Eu poderia continuar e continuar. Esta é a imagem que você obtém. Um bando de sociopatas sádicos na Casa Branca intensificando profundas falhas de mercado que remontam a muito mais tempo. E agora intensificando ainda mais. Os ricos não estão à espera para ver como construir o próximo mundo. Eles estão trabalhando nisso agora, garantindo que saia da maneira certa. Mais subsídios aos combustíveis fósseis, destruindo os regulamentos da EPA que podem salvar as pessoas, mas prejudicar os lucros, tudo isto está a acontecer mesmo diante dos nossos olhos e a questão é: haverá forças contrárias? Se não…
Antes de passarmos à discussão talvez dos movimentos populares e de como reagir a estes, na discussão das falhas de mercado, eles parecem estar também a combinar-se com o legado do racismo institucional nos Estados Unidos e vemos isto a acontecer em o impacto desproporcional que o coronavírus está tendo nas comunidades negras. Na sua opinião, como devemos entender isso?
Podemos entender isso retrocedendo quatro séculos até a época em que os primeiros escravos foram trazidos. Não quero ter de percorrer toda a história, mas o sistema de escravatura mais cruel da história da humanidade é a base, grande parte da base da prosperidade dos EUA.
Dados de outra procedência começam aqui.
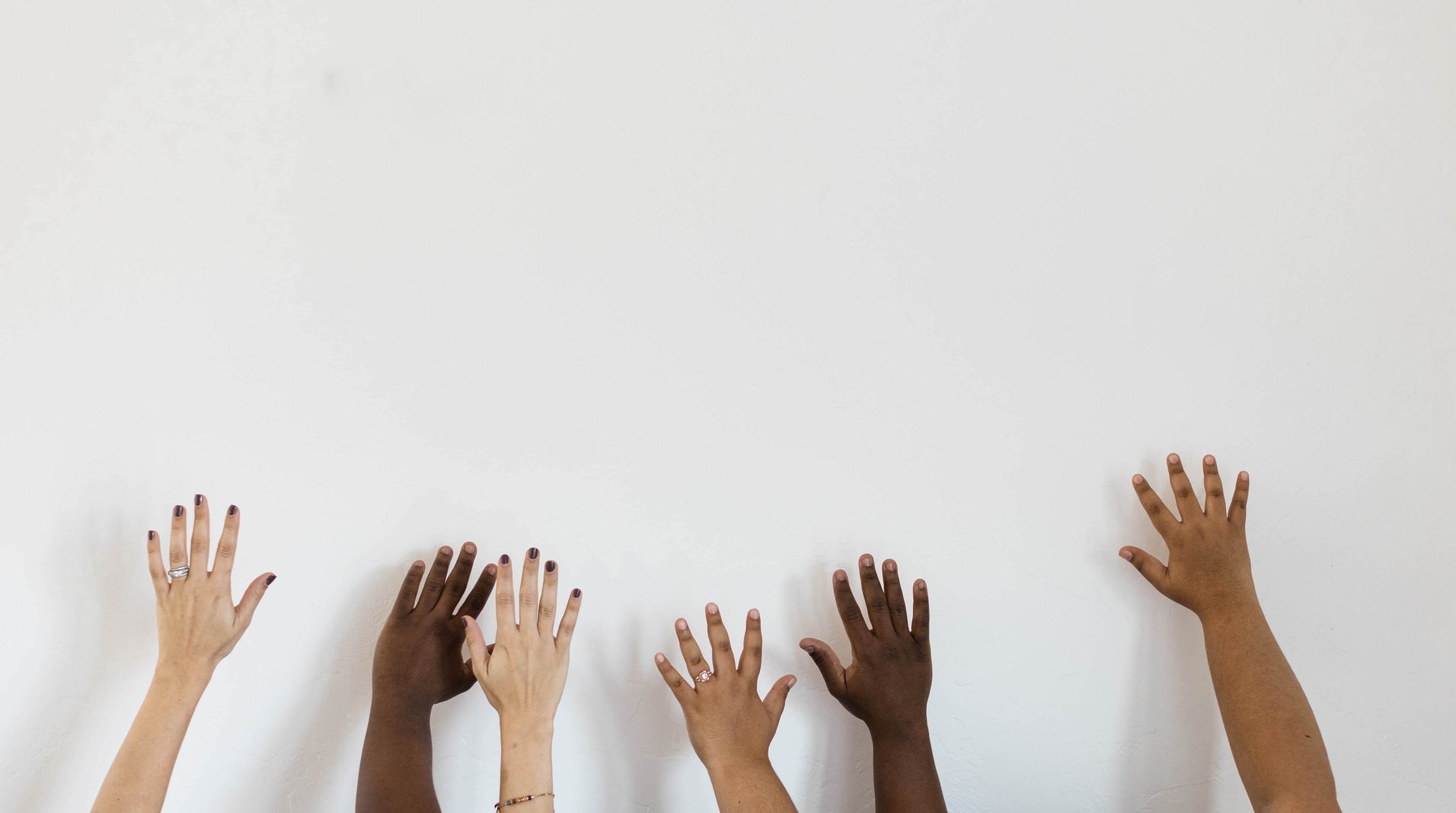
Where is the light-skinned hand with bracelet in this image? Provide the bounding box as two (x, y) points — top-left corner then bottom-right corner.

O algodão foi o petróleo dos séculos XVIII e XIX. Você tinha que ter algodão barato. Você não consegue isso seguindo as regras que lhe ensinam no departamento de economia. Você consegue isso por meio de uma escravidão cruel e brutal. Isso lançou as bases para a indústria transformadora, a indústria têxtil, as finanças, o comércio e o retalho, obviamente, que perduraram durante grande parte do século XIX. Bem, finalmente, a escravatura foi formalmente encerrada durante cerca de 18 anos durante o período da Reconstrução. Depois houve um acordo com o Sul de que eles poderiam continuar exatamente como estavam antes. Então você obtém um dos melhores livros sobre o assunto chamado Escravidão por outro nome, medidas tomadas para criminalizar essencialmente a população negra. Então, o negro parado na esquina, eles o multaram por vadiagem. Ele não pode pagar a multa. Ok, você vai para uma gangue.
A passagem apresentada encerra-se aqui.